4 Bacaan Qunut Dalam Shalat Witir
Qunut dalam shalat Witir hukumnya sunnah, bukan wajib. Dalil
disyari’atkannya qunut bahwa Rasulullah Shallallahu ‘alaihi wa sallam
membaca qunut pada shalat Witir dan beliau tidak melakukannya kecuali
hanya sedikit. Dan berdasarkan hadits yang diriwayatkan dari al-Hasan
bin ‘Ali Radhiyallahuma, dia berkata, "Rasulullah Shallallahu ‘alaihi wa
sallam telah mengajarkan kepadaku beberapa kalimat yang akan aku baca
pada shalat Witir, yaitu:
اَللَّهُمَّ اهْدِنِي فِيْمَنْ هَدَيْتَ، وَعَافِنِي فِيْمَنْ عَافَيْتَ
وَتَوَلَّنِي فِيْمَنْ تَوَلَّيْتَ، وَبَارِكْ لِي فِيْمَا أَعْطَيْتَ،
وَقِنِي شَرَّ مَا قَضَيْتَ، إِنَّكَ تَقْضِي وَلاَ يُقْضَى عَلَيْكَ،
إِنَّهُ لاَ يَذِلُّ مَنْ وَالَيْتَ، تَبَارَكْتَ رَبَّنَا وَتَعَالَيْتَ.

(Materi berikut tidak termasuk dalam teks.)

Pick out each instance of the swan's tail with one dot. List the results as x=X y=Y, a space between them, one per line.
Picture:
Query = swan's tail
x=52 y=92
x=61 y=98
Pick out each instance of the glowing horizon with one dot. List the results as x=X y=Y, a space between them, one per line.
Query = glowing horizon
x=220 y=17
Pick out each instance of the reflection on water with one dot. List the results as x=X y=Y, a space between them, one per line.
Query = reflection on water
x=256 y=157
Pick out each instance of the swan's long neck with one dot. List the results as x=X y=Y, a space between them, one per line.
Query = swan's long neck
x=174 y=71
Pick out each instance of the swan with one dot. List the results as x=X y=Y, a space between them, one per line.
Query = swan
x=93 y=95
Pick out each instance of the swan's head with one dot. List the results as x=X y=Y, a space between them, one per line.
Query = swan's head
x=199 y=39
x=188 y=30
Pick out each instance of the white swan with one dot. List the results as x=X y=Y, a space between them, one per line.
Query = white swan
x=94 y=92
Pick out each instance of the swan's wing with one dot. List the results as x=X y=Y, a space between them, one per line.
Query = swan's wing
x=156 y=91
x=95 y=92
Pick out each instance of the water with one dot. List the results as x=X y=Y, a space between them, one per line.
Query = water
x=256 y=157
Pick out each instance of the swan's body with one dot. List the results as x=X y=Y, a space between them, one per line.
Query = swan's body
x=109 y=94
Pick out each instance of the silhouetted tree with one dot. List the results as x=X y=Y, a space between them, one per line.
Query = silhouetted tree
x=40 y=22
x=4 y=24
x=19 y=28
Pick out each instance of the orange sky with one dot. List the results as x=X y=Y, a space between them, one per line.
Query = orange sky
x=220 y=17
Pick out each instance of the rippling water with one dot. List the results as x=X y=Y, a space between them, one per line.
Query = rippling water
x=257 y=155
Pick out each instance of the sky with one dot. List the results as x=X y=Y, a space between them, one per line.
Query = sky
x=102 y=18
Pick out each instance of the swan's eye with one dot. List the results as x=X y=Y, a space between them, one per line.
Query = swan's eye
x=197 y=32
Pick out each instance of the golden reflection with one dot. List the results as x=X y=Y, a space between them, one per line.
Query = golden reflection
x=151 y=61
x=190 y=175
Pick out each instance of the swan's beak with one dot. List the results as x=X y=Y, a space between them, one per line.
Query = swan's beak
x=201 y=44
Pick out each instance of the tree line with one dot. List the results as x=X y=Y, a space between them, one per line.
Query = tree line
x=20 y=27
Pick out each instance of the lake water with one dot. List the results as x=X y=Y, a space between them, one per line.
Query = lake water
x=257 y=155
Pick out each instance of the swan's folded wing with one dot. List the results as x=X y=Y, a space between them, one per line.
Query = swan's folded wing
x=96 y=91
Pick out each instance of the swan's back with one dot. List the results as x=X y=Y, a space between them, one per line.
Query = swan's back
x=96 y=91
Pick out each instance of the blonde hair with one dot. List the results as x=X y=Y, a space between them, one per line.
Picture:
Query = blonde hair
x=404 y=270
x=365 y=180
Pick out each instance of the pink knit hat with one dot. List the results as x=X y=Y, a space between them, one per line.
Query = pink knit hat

'Ya Allah, berilah aku petunjuk pada orang yang telah Engkau beri
petunjuk, selamatkanlah aku pada orang yang Engkau selamatkan,
kendalikanlah aku pada orang yang telah Engkau kendalikan, berkahilah
aku pada apa yang telah Engkau berikan, lindungilah aku dari kejahatan
apa yang telah Engkau putuskan, sesungguhnya Engkaulah yang memberikan
keputusan, bukan yang diberi keputusan, sesungguhnya tidak akan hina
orang yang Engkau kasihi, Mahasuci Engkau wahai Rabb kami dan Mahatinggi
Engkau.'"[16]
At-Tirmidzi berkata: "Hadits ini hasan dan kami tidak mengetahui hadits
yang berasal dari Nabi Shallallahu ‘alaihi wa sallam tentang qunut dalam
shalat Witir yang lebih baik dari hadits ini."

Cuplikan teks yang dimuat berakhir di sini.